All’inizio, per il Portogallo, partiranno in dieci. Un gruppo ben assortito, per facilitare l’impiantarsi della vita monastica senza lasciare in difficoltà chi rimane. La scelta è caduta su alcune monache che avevano già preso i voti solenni, disponibili a camminare insieme, radicate nella propria vocazione, con doni diversi e complementari in modo che tutto ciò che costituisce la vita della comunità sia almeno abbozzato. Così, tra loro, c’è chi sa cantare, chi è in grado di impostare la liturgia o il lavoro e l’economia, chi si dedica all’accoglienza... La partenza tuttavia non è priva di difficoltà. «La nuova fondazione è stata ed è un dono, ma penso che nessuna di noi sognasse chissà quale avventura. C’è una dimensione di distacco e di sofferenza, perché noi viviamo da sempre radicate in un luogo e siamo costituite dai volti della nostra comunità.

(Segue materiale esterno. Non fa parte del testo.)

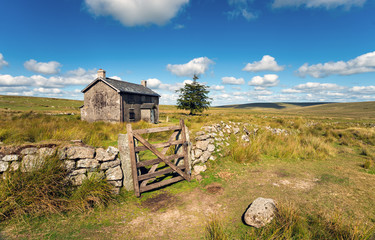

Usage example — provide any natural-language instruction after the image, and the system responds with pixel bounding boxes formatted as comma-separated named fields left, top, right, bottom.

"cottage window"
left=128, top=94, right=135, bottom=104
left=129, top=109, right=135, bottom=122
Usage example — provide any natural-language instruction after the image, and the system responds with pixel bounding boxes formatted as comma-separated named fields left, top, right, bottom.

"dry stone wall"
left=0, top=146, right=123, bottom=193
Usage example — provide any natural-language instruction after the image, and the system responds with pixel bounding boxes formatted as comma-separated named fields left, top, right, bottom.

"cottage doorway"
left=150, top=108, right=155, bottom=123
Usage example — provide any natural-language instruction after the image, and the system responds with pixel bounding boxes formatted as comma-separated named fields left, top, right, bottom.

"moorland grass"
left=0, top=151, right=113, bottom=220
left=0, top=98, right=375, bottom=239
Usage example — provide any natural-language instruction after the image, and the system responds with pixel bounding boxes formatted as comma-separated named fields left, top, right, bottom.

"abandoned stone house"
left=81, top=69, right=160, bottom=123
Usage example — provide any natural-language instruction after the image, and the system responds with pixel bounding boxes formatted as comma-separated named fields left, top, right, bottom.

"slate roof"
left=81, top=78, right=160, bottom=97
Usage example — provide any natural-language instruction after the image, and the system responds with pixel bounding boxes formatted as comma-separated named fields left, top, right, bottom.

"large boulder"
left=38, top=148, right=55, bottom=158
left=244, top=197, right=277, bottom=228
left=100, top=159, right=120, bottom=170
left=21, top=155, right=44, bottom=172
left=77, top=159, right=99, bottom=168
left=21, top=147, right=38, bottom=155
left=66, top=146, right=95, bottom=159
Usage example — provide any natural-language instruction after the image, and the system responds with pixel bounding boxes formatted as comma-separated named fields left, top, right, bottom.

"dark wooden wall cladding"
left=126, top=119, right=190, bottom=197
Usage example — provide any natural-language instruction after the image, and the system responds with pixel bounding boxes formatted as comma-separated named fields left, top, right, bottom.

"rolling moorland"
left=0, top=96, right=375, bottom=239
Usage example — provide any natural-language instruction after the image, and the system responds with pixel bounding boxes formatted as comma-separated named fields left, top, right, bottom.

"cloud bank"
left=272, top=0, right=366, bottom=9
left=23, top=59, right=61, bottom=74
left=297, top=51, right=375, bottom=78
left=85, top=0, right=189, bottom=27
left=167, top=57, right=214, bottom=77
left=221, top=77, right=245, bottom=85
left=249, top=74, right=279, bottom=88
left=242, top=55, right=284, bottom=72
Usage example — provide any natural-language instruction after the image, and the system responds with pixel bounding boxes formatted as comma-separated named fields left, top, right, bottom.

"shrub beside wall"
left=0, top=146, right=123, bottom=193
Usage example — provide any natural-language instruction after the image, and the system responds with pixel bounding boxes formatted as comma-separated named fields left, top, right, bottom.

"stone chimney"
left=98, top=69, right=105, bottom=79
left=141, top=80, right=147, bottom=87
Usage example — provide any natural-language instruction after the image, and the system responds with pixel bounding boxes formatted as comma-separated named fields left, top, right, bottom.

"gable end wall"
left=81, top=81, right=121, bottom=122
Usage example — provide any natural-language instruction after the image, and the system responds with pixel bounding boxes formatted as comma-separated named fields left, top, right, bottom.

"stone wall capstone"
left=0, top=146, right=124, bottom=193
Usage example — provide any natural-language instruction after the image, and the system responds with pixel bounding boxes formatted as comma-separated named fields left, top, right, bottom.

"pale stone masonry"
left=81, top=69, right=160, bottom=123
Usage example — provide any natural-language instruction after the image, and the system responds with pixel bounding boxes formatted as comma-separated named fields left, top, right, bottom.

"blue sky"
left=0, top=0, right=375, bottom=105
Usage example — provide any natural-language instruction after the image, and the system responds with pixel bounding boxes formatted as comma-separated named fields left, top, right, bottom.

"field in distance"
left=0, top=95, right=375, bottom=119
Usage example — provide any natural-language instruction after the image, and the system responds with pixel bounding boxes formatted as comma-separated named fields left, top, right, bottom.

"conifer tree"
left=176, top=75, right=211, bottom=115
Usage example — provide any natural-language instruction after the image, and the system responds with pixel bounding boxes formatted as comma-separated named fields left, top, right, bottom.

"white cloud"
left=109, top=76, right=122, bottom=80
left=242, top=55, right=284, bottom=72
left=210, top=85, right=224, bottom=91
left=227, top=0, right=258, bottom=21
left=349, top=86, right=375, bottom=94
left=281, top=88, right=302, bottom=93
left=221, top=77, right=245, bottom=85
left=23, top=59, right=61, bottom=74
left=297, top=51, right=375, bottom=78
left=167, top=57, right=214, bottom=77
left=249, top=90, right=273, bottom=96
left=146, top=78, right=161, bottom=89
left=0, top=68, right=96, bottom=87
left=33, top=88, right=62, bottom=94
left=146, top=78, right=193, bottom=92
left=293, top=82, right=343, bottom=92
left=249, top=74, right=279, bottom=88
left=0, top=53, right=8, bottom=69
left=272, top=0, right=366, bottom=9
left=85, top=0, right=189, bottom=26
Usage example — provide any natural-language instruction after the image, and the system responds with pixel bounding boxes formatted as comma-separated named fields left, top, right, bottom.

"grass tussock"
left=0, top=153, right=112, bottom=220
left=70, top=172, right=113, bottom=211
left=204, top=215, right=229, bottom=240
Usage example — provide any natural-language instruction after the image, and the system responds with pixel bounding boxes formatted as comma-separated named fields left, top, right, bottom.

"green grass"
left=0, top=97, right=375, bottom=239
left=0, top=151, right=112, bottom=220
left=0, top=95, right=83, bottom=114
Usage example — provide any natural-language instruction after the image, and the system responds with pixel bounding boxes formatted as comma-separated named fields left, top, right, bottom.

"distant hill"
left=218, top=102, right=331, bottom=109
left=0, top=95, right=83, bottom=112
left=217, top=101, right=375, bottom=118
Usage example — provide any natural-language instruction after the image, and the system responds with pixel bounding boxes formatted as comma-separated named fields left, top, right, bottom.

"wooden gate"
left=126, top=119, right=190, bottom=197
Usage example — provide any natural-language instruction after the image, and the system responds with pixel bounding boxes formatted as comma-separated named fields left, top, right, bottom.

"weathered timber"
left=138, top=166, right=185, bottom=181
left=134, top=139, right=184, bottom=152
left=133, top=126, right=181, bottom=134
left=141, top=130, right=180, bottom=187
left=133, top=132, right=190, bottom=181
left=137, top=154, right=184, bottom=168
left=126, top=124, right=141, bottom=197
left=180, top=119, right=190, bottom=181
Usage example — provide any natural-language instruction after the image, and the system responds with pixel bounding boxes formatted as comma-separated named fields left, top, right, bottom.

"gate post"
left=118, top=134, right=134, bottom=191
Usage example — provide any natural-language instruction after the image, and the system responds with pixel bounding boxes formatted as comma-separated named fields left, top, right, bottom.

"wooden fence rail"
left=126, top=119, right=190, bottom=197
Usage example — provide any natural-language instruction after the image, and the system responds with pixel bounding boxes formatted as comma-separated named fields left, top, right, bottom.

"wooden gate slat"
left=134, top=139, right=184, bottom=152
left=141, top=130, right=180, bottom=187
left=133, top=126, right=181, bottom=134
left=180, top=119, right=190, bottom=181
left=133, top=132, right=190, bottom=181
left=140, top=176, right=184, bottom=192
left=126, top=120, right=190, bottom=197
left=126, top=124, right=141, bottom=197
left=138, top=166, right=185, bottom=181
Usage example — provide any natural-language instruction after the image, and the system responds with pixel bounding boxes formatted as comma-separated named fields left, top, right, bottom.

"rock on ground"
left=244, top=197, right=277, bottom=228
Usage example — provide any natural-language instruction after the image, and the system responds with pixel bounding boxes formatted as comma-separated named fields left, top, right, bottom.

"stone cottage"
left=81, top=69, right=160, bottom=123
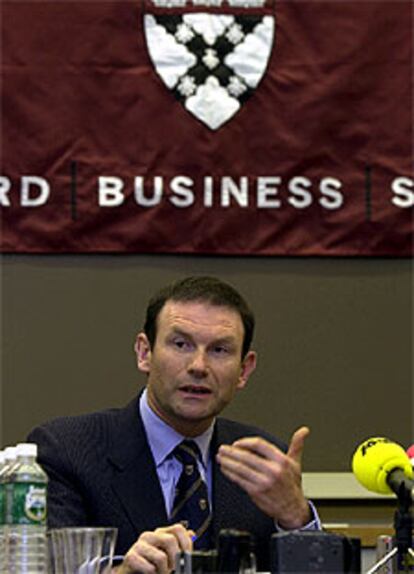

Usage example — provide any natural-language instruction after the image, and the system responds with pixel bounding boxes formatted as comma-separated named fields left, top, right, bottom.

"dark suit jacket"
left=28, top=398, right=286, bottom=570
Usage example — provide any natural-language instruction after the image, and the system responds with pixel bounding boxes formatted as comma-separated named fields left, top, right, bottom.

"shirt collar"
left=139, top=388, right=214, bottom=469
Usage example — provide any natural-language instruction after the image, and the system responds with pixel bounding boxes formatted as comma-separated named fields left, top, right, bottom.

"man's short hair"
left=144, top=276, right=255, bottom=357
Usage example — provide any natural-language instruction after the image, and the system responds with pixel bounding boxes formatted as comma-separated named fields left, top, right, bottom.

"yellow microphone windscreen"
left=352, top=437, right=413, bottom=494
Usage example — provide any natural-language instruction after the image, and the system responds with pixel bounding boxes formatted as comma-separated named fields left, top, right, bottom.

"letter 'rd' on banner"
left=0, top=0, right=414, bottom=256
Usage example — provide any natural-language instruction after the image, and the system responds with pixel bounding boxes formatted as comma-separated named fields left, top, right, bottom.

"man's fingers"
left=119, top=524, right=193, bottom=574
left=287, top=427, right=310, bottom=464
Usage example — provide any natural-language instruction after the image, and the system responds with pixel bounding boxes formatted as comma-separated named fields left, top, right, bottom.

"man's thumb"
left=287, top=427, right=310, bottom=464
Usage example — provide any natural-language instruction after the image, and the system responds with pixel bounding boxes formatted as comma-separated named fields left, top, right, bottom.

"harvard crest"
left=144, top=0, right=275, bottom=130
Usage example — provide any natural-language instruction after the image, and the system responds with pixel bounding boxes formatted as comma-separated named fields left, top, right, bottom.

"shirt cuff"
left=275, top=500, right=322, bottom=532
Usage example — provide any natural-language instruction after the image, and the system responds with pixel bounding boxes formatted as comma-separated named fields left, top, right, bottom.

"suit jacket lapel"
left=109, top=399, right=168, bottom=532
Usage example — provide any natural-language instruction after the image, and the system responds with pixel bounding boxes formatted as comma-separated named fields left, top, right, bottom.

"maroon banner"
left=0, top=0, right=414, bottom=256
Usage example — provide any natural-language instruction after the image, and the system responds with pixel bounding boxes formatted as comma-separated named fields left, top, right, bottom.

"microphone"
left=405, top=444, right=414, bottom=467
left=352, top=437, right=414, bottom=495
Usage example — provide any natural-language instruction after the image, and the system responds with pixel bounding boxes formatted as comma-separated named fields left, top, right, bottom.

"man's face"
left=135, top=301, right=256, bottom=436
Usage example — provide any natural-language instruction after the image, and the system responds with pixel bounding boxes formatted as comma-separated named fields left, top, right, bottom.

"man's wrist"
left=275, top=500, right=322, bottom=532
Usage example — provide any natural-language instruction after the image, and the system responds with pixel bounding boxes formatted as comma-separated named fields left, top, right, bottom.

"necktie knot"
left=173, top=440, right=201, bottom=465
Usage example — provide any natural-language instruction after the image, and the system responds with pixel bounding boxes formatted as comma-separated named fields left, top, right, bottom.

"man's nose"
left=188, top=349, right=208, bottom=378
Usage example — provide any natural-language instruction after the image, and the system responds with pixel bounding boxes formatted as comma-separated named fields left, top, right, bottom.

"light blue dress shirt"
left=139, top=389, right=214, bottom=516
left=139, top=389, right=321, bottom=531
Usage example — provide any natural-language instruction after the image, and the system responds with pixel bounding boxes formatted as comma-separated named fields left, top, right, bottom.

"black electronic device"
left=270, top=531, right=361, bottom=574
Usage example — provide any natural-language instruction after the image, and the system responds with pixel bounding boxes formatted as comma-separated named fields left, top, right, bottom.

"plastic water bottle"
left=0, top=446, right=17, bottom=574
left=5, top=443, right=48, bottom=574
left=0, top=450, right=6, bottom=574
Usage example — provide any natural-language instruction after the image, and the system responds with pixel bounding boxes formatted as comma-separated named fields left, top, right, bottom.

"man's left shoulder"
left=216, top=417, right=287, bottom=452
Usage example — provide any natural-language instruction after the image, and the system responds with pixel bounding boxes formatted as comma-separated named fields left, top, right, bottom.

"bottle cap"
left=16, top=442, right=37, bottom=457
left=4, top=446, right=17, bottom=462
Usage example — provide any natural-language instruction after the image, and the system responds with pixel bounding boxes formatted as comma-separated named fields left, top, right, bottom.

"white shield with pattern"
left=144, top=12, right=275, bottom=130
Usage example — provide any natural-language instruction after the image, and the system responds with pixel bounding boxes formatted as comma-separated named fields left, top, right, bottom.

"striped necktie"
left=170, top=440, right=211, bottom=549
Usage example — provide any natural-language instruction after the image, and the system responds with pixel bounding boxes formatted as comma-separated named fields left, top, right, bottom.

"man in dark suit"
left=29, top=277, right=318, bottom=574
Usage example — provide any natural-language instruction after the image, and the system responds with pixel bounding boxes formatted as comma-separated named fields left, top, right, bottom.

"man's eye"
left=214, top=345, right=229, bottom=355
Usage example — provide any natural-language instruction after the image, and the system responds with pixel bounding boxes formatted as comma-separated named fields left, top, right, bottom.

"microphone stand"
left=366, top=481, right=414, bottom=574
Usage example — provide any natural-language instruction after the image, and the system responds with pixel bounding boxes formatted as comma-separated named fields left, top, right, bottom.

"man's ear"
left=237, top=351, right=257, bottom=389
left=134, top=333, right=151, bottom=373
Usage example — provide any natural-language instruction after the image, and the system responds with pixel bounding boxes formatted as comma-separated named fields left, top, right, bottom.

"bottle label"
left=0, top=484, right=6, bottom=525
left=6, top=483, right=46, bottom=525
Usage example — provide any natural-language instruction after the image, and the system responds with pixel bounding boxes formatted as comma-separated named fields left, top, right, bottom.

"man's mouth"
left=180, top=385, right=211, bottom=395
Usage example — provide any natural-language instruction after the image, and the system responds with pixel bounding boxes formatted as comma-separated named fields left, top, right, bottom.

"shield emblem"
left=144, top=7, right=275, bottom=130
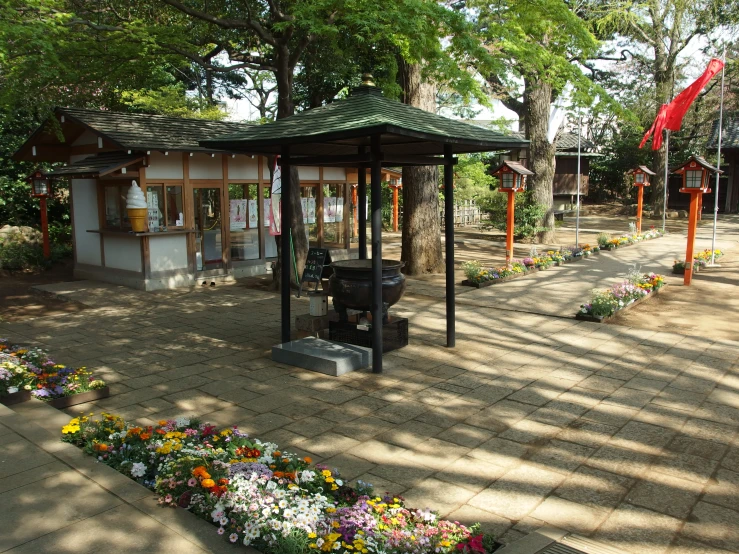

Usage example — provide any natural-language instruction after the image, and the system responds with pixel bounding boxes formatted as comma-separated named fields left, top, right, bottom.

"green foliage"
left=481, top=190, right=547, bottom=239
left=454, top=154, right=495, bottom=201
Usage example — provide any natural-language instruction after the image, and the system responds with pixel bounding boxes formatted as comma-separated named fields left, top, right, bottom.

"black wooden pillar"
left=444, top=144, right=457, bottom=348
left=357, top=146, right=367, bottom=260
left=370, top=135, right=382, bottom=373
left=280, top=145, right=292, bottom=342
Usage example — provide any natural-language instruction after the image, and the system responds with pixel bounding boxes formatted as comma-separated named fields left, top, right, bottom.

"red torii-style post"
left=493, top=161, right=534, bottom=266
left=673, top=156, right=722, bottom=286
left=626, top=165, right=656, bottom=234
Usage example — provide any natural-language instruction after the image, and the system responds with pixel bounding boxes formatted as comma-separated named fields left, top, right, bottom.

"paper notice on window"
left=336, top=198, right=344, bottom=223
left=323, top=196, right=336, bottom=223
left=300, top=197, right=308, bottom=223
left=228, top=199, right=246, bottom=231
left=307, top=198, right=316, bottom=224
left=249, top=200, right=259, bottom=229
left=264, top=198, right=272, bottom=227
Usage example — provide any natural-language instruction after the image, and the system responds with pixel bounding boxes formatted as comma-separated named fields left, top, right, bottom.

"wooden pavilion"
left=201, top=76, right=528, bottom=373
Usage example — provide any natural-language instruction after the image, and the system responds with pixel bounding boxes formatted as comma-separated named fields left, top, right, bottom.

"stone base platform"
left=272, top=337, right=372, bottom=377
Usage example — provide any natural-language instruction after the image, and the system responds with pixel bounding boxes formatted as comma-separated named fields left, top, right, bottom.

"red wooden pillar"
left=683, top=192, right=703, bottom=286
left=39, top=196, right=51, bottom=260
left=506, top=190, right=516, bottom=266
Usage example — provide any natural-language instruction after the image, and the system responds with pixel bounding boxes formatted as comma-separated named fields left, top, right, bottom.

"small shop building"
left=14, top=108, right=357, bottom=290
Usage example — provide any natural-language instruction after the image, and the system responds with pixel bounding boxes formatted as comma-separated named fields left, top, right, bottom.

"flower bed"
left=575, top=271, right=665, bottom=323
left=462, top=244, right=600, bottom=288
left=672, top=248, right=724, bottom=275
left=62, top=414, right=499, bottom=554
left=0, top=339, right=110, bottom=407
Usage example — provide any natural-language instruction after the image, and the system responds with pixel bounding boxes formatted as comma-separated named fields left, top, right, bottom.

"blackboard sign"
left=298, top=248, right=328, bottom=296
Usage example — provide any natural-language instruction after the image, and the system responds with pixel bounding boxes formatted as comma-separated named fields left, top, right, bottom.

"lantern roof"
left=671, top=156, right=723, bottom=174
left=200, top=84, right=529, bottom=161
left=626, top=165, right=657, bottom=175
left=493, top=160, right=534, bottom=175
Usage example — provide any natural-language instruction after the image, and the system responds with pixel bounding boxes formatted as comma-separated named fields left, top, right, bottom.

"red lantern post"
left=627, top=165, right=655, bottom=234
left=673, top=156, right=722, bottom=286
left=28, top=171, right=51, bottom=260
left=493, top=161, right=534, bottom=266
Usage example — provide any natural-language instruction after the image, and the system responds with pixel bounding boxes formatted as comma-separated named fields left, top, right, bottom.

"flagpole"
left=662, top=129, right=670, bottom=234
left=575, top=112, right=582, bottom=248
left=710, top=46, right=726, bottom=267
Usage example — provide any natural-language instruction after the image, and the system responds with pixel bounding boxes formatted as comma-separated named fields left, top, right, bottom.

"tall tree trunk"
left=524, top=78, right=555, bottom=243
left=651, top=47, right=672, bottom=214
left=273, top=46, right=308, bottom=288
left=399, top=60, right=444, bottom=275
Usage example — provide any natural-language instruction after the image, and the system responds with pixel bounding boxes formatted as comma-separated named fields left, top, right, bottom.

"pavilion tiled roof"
left=201, top=86, right=528, bottom=155
left=44, top=152, right=144, bottom=177
left=55, top=108, right=252, bottom=151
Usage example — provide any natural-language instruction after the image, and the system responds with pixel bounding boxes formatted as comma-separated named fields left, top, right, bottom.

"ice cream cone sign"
left=126, top=181, right=148, bottom=233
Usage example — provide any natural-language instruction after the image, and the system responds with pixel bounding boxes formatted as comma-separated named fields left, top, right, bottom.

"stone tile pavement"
left=0, top=234, right=739, bottom=554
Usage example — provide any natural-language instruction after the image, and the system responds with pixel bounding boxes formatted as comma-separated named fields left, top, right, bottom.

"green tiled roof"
left=55, top=108, right=252, bottom=151
left=706, top=115, right=739, bottom=150
left=44, top=152, right=145, bottom=177
left=201, top=86, right=528, bottom=155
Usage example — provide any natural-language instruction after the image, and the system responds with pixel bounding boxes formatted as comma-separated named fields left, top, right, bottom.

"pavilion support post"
left=357, top=146, right=374, bottom=260
left=444, top=144, right=457, bottom=348
left=280, top=146, right=292, bottom=342
left=372, top=135, right=383, bottom=373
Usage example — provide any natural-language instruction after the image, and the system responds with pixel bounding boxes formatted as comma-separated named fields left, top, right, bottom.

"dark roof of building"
left=201, top=85, right=528, bottom=157
left=54, top=108, right=252, bottom=151
left=43, top=152, right=145, bottom=177
left=493, top=160, right=534, bottom=175
left=626, top=165, right=657, bottom=175
left=706, top=115, right=739, bottom=150
left=670, top=156, right=723, bottom=173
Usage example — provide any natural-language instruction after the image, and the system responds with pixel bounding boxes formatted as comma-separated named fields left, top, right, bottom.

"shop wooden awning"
left=42, top=152, right=145, bottom=178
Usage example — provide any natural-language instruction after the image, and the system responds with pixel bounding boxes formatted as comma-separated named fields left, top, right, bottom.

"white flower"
left=131, top=462, right=146, bottom=477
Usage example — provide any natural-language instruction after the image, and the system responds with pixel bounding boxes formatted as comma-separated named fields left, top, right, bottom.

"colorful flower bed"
left=577, top=271, right=665, bottom=318
left=0, top=339, right=105, bottom=400
left=672, top=248, right=724, bottom=274
left=462, top=244, right=600, bottom=286
left=62, top=414, right=497, bottom=554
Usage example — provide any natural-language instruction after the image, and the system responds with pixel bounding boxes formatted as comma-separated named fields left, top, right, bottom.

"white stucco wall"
left=228, top=154, right=259, bottom=180
left=190, top=154, right=223, bottom=179
left=298, top=165, right=319, bottom=181
left=146, top=152, right=183, bottom=180
left=149, top=233, right=187, bottom=273
left=323, top=167, right=346, bottom=181
left=103, top=235, right=142, bottom=273
left=71, top=179, right=102, bottom=265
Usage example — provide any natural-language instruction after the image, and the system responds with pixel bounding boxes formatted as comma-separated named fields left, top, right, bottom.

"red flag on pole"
left=639, top=58, right=724, bottom=150
left=639, top=104, right=668, bottom=150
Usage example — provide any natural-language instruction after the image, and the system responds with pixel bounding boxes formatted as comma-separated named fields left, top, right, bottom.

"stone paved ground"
left=0, top=220, right=739, bottom=554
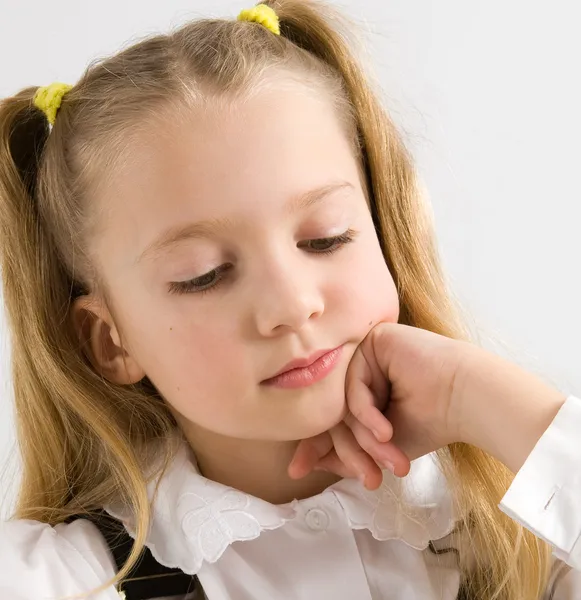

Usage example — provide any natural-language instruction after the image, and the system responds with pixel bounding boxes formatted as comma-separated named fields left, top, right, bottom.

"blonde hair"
left=0, top=0, right=550, bottom=600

Ma dalla morte e dal dono di sé viene la vita. È una donazione che riguarda tanto chi parte quanto chi resta, anche se in modo differente. Quando si “sceglie”, o meglio, quando si “è scelte” per la clausura, la percezione che si ha è che se non dai Dio agli altri, in fondo, non dai nulla. Solo Lui può veramente rispondere ai bisogni degli uomini».

LEGGI ANCHE Giuliano Frigeni. «Il nostro grido per l'Amazzonia»

Niente di speciale, assicura suor Giusy. Del resto, non sono dinamiche che accomunano tutti, laici e consacrati? «Il fatto che una comunità ne fondi un’altra richiama a quella realtà per cui un adulto in età matura è chiamato sì a mettere su famiglia, a generare, ma lo fa perché questo è il modo più vero e più grande per realizzare la sua umanità». Il giudizio è netto: «Uno dei “delitti” che si sono verificati nel mondo occidentale è stato il separare questa fecondità dalla vita delle persone. Invece, una comunità, così come una famiglia, si rinnova e cresce solo se sa scommettere sulla vita. Questa è la base per cui quella che potrebbe sembrare una “follia”, a noi sembra tutto sommato la cosa più vera e ragionevole su cui rischiare. Da qui nasce anche il coraggio di chiedere alla gente di aiutarci e accompagnarci, come può: con la propria professionalità, con la propria generosità o anche solo con la propria preghiera».

I lavori sono già partiti, con l'idea di trasferirsi nel nuovo monastero nell’ottobre del 2020. «Stiamo facendo qualcosa di speciale? Non so, a noi non sembra almeno: non è così che viviamo quest’avventura. È una chiamata. E non c’è cosa più bella che dire sì».